Joshua Green has a smart op-ed in today’s Globe about the usefulness of Supreme Court confirmation battles as education tools. He recounts how successful the right has been over the years ib creating the myth of the “activist judge” as a way to discredit rulings they didn’t like and notes that in the Kagan hearings the left is using the Citizens United case to make similar points.

And then he exposes typical Village punditry for the idiotically out of touch gasbaggery it is:

This sailed right past some observers. “Why the obsession with the Citizens United campaign finance case?’’ griped a Washington Post columnist. “Enough already.”

I had to see that in its entirely, and sure enough here’s a writer named Eva Rodriguez writing how silly all this boooooring back and forth about corporate power is. (Presumably she found Amy Klubuchar’s penetrating question about whether Kagan was “Team Edward or Team Jacob” yesterday to be vastly more enlightening.)

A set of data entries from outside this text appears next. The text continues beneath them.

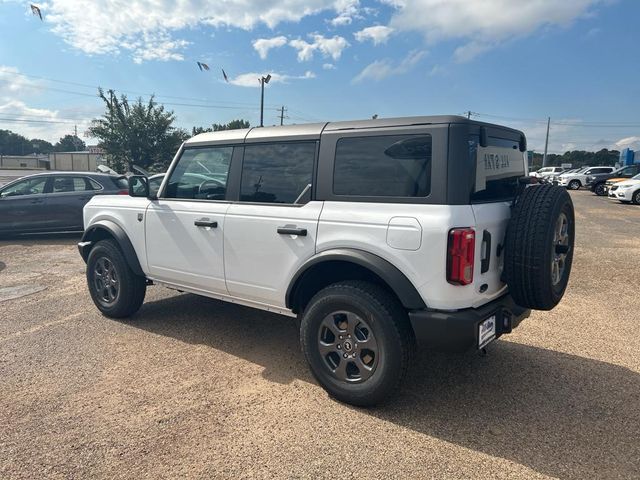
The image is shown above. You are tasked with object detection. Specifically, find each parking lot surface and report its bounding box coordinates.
[0,191,640,480]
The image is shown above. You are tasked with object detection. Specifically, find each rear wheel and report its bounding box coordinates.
[300,281,415,406]
[87,240,147,318]
[504,185,575,310]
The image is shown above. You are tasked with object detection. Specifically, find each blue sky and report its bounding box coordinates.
[0,0,640,152]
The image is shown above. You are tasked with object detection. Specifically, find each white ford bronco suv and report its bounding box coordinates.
[79,116,575,406]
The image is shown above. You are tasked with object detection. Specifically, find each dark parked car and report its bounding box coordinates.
[0,172,129,235]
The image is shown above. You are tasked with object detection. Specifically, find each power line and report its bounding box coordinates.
[0,68,277,107]
[0,117,90,125]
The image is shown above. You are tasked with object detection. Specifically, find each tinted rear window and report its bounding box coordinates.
[469,135,525,203]
[111,177,129,190]
[333,134,431,197]
[240,142,316,203]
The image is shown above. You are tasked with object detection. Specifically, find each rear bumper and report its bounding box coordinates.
[409,295,531,352]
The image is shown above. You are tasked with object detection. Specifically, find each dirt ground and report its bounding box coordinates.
[0,191,640,480]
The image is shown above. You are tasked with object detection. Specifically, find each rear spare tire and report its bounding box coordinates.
[504,185,575,310]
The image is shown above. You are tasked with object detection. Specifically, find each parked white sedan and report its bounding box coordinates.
[609,173,640,205]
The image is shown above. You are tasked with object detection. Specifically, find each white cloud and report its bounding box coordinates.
[0,66,42,99]
[229,71,316,88]
[613,136,640,150]
[381,0,609,61]
[329,15,353,27]
[253,35,287,60]
[42,0,350,62]
[0,65,99,143]
[329,0,360,27]
[353,25,393,45]
[351,50,427,83]
[289,34,349,62]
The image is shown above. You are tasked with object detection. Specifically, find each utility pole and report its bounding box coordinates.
[258,75,271,127]
[542,117,551,167]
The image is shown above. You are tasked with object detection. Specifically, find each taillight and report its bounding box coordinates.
[447,228,476,285]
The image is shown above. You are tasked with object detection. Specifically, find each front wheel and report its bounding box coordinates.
[87,240,147,318]
[300,281,415,407]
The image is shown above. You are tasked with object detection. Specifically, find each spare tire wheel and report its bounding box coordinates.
[504,185,575,310]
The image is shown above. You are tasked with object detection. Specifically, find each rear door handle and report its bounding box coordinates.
[193,218,218,228]
[480,230,491,273]
[278,227,307,237]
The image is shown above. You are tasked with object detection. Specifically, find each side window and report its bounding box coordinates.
[240,142,316,203]
[163,147,233,200]
[620,166,638,177]
[86,178,102,190]
[0,177,49,197]
[333,134,431,197]
[51,176,93,193]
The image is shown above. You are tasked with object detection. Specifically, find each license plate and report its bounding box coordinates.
[478,315,496,349]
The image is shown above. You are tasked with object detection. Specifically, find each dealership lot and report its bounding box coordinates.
[0,191,640,479]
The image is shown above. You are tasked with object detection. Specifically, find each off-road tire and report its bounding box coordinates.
[504,185,575,310]
[593,183,607,197]
[300,281,415,407]
[86,240,147,318]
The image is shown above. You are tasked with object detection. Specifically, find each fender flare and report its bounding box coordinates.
[78,220,145,277]
[285,248,427,310]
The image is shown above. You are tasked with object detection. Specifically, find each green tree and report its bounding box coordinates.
[53,135,87,152]
[191,119,250,136]
[89,89,188,172]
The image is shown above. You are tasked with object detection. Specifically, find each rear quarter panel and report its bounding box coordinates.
[316,201,508,310]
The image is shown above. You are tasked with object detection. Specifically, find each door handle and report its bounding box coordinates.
[480,230,491,273]
[193,218,218,228]
[278,227,307,237]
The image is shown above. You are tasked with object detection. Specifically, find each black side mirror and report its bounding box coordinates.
[518,134,527,152]
[480,127,489,147]
[129,175,149,198]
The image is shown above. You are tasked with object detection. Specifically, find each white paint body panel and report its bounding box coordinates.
[145,199,230,294]
[316,202,509,310]
[84,196,510,314]
[83,195,150,273]
[387,217,422,250]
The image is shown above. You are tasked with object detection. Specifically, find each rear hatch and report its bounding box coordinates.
[469,129,527,304]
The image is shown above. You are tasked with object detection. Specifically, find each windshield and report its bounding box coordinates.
[469,135,524,203]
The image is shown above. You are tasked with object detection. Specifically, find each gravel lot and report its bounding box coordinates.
[0,191,640,480]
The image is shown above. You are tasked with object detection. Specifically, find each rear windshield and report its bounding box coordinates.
[469,135,525,203]
[111,177,129,190]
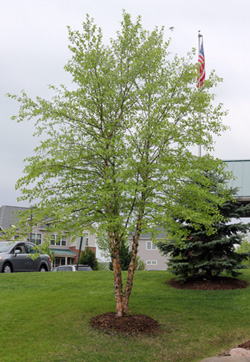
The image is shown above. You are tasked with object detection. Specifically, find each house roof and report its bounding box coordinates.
[0,205,29,230]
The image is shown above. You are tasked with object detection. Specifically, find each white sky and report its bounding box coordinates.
[0,0,250,206]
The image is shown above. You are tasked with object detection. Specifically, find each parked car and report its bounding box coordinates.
[0,241,51,273]
[52,264,92,271]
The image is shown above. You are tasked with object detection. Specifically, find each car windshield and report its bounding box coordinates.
[0,241,13,253]
[57,266,72,271]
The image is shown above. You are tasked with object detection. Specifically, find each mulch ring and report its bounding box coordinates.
[90,312,160,335]
[238,341,250,349]
[167,277,249,290]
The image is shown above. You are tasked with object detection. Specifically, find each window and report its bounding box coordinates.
[146,260,157,265]
[31,233,42,245]
[62,236,66,246]
[83,234,89,246]
[146,241,157,250]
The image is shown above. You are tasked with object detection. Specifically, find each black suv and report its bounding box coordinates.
[0,241,51,273]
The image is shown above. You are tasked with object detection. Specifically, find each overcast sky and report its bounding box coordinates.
[0,0,250,206]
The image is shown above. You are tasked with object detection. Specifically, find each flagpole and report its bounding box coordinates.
[198,30,202,157]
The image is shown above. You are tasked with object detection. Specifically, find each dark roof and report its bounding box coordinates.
[0,206,29,230]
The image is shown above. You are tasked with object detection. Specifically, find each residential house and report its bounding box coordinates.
[130,234,168,270]
[0,206,96,266]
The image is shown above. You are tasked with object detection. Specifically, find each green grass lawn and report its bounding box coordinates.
[0,271,250,362]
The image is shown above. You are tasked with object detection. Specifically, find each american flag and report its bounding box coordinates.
[197,40,206,88]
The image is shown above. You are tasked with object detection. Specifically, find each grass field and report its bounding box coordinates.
[0,271,250,362]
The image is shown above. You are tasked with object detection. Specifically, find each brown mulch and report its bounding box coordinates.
[90,277,250,336]
[167,277,249,290]
[90,312,160,335]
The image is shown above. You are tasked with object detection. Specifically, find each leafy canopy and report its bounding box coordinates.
[11,12,229,247]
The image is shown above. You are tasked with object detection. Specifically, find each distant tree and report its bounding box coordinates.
[79,248,98,270]
[9,12,229,317]
[158,175,250,279]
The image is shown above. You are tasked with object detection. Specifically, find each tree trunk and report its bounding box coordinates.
[123,232,139,315]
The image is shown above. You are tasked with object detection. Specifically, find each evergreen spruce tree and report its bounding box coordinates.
[158,175,250,280]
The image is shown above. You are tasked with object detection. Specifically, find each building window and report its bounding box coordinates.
[31,233,42,245]
[146,241,157,250]
[62,236,66,246]
[146,260,157,265]
[50,235,56,245]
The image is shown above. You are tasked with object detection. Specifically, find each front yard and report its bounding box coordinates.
[0,271,250,362]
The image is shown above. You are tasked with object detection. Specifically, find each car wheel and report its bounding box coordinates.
[3,263,12,273]
[39,265,47,272]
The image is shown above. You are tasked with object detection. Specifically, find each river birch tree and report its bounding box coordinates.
[11,12,229,317]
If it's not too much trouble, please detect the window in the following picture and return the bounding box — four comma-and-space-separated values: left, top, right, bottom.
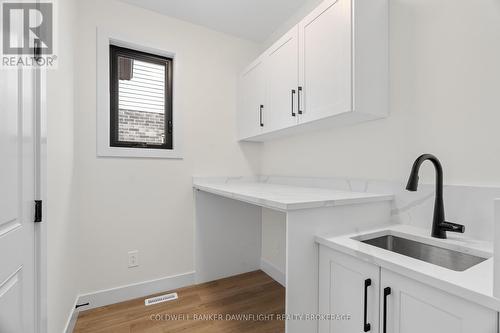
109, 45, 173, 150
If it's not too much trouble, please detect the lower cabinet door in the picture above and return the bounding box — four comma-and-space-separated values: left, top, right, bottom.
380, 269, 497, 333
318, 246, 380, 333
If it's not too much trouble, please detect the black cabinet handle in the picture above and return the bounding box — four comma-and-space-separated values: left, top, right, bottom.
383, 287, 391, 333
297, 87, 302, 114
363, 279, 372, 332
259, 104, 264, 127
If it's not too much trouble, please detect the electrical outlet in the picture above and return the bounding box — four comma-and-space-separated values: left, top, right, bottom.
128, 250, 139, 268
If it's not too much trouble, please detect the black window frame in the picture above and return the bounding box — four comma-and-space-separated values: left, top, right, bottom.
109, 44, 174, 150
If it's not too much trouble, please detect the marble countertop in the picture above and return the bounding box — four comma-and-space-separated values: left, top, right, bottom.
193, 178, 394, 211
316, 225, 500, 311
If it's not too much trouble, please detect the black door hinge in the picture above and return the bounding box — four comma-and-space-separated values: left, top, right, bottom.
35, 200, 42, 223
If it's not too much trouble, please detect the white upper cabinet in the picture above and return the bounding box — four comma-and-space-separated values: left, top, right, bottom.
264, 27, 299, 131
237, 0, 389, 141
237, 58, 266, 139
299, 0, 352, 122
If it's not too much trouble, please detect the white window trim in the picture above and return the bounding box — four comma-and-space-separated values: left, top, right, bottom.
96, 27, 182, 159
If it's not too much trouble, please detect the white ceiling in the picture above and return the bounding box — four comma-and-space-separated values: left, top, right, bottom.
121, 0, 307, 42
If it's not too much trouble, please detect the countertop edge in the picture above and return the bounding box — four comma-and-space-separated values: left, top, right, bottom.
315, 232, 500, 312
193, 183, 394, 211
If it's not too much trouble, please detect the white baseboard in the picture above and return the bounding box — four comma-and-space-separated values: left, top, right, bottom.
260, 258, 286, 287
74, 272, 195, 311
64, 297, 78, 333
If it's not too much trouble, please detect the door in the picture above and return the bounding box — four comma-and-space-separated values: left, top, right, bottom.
299, 0, 353, 123
380, 269, 497, 333
0, 69, 35, 333
266, 27, 299, 131
319, 246, 380, 333
238, 58, 267, 139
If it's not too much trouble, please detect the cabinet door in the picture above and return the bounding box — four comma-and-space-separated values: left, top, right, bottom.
238, 58, 266, 139
299, 0, 353, 122
266, 27, 299, 131
319, 246, 380, 333
380, 269, 497, 333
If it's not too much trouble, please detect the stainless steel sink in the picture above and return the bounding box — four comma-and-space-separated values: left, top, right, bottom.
362, 235, 487, 272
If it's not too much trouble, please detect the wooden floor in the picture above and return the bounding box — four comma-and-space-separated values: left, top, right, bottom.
74, 271, 285, 333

Her impatience with the topic I would guess is shared by most of the Villagers who undoubtedly see no reason to waste a minute worrying about corporate power infecting our electoral process because they believe corporations are run by normal every day Real Americans just like the Villagers themselves. Why should citizens be threatened by millionaire plutocrats when they reflect the average American’s own values and interests? They’re all jess folks who go down to the beauty parlor and shop at K-mart, right?

There is, of course, another view:

The answer is that liberals recognize that citizens’ ability to challenge corporate power is being seriously eroded, possibly with profound implications. As the elected branches of government have moved to the left, the Court has moved right. In the years ahead, it will likely hear challenges to many of the laws and regulations passed by this Congress, from new rules governing Wall Street to the health care law.

“These hearings are the first national engagement in the major constitutional debate of our time,’’ said Michael Waldman, the executive director of the Brennan Center for Justice at NYU School of Law. “And that is, how activist will this court be in using conservative judicial theories to block regulation of business? Kagan’s is the first nomination of the Citizens United Era, as opposed to Roe v. Wade Era.’’

Oh gawd. I guess that means a lot more tedious talk about yet another topic that nobody who’s anybody really cares about. (Hasn’t anyone interesting received some unauthorized fellatio recently?) Good thing it doesn’t happen very often or villagers would just die of boredom.